翌日、迷いを振り切って電話をかけた。挨拶もそこそこに用件を切り出したのは、やり取りが長引けば機会を失してしまう気がしたからだった。
『手を貸してもらえませんか。一度でいいんです』……
理絵子の相槌が途切れて沈黙が流れた。明らかに驚いている。島岡はあたふたと言い訳をした。
ーー厚かましいことを言ってしまいました。すみません。少し我慢すればいいことなので聞かなかったことにしてください。
ーーいえ、ただ、私はヘルパーでもないですし、入浴となると危険も伴いますので、それで……。

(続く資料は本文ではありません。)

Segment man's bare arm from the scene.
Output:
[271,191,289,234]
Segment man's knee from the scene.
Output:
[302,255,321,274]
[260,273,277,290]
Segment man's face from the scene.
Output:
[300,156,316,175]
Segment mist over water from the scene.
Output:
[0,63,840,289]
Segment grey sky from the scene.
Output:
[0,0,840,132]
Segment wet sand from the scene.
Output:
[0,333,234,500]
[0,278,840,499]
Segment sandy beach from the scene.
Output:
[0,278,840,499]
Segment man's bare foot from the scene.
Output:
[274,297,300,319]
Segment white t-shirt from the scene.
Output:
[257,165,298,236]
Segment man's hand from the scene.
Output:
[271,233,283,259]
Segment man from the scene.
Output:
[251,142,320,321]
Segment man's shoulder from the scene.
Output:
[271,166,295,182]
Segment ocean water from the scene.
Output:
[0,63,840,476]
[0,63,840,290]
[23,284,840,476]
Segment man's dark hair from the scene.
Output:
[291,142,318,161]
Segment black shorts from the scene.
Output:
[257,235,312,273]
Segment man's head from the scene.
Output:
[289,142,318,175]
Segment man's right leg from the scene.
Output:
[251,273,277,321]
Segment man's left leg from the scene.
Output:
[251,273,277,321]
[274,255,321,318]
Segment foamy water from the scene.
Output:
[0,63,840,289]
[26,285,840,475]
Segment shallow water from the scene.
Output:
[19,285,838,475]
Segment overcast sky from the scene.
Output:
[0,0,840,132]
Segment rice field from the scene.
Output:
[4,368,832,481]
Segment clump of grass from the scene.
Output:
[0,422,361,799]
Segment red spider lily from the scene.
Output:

ーーそうですよね。筋ちがいなことでした。専門の人を頼むほどでもないと思ってつい甘えてしまいました。ほんとに失礼なことを申し上げました。
島岡は一方的に話を締めくくると、理絵子が何か言いかけたのを遮って電話を切った。
脇の下からひんやりと汗が流れた。
(馬鹿なことをしてしまった…)
図々しい老人と思って聞き流してくれればいいのだが。……
(そうだ、俺は高齢者なのだ……)
都合のいい時にそんなことを考えている自分が情けなかった。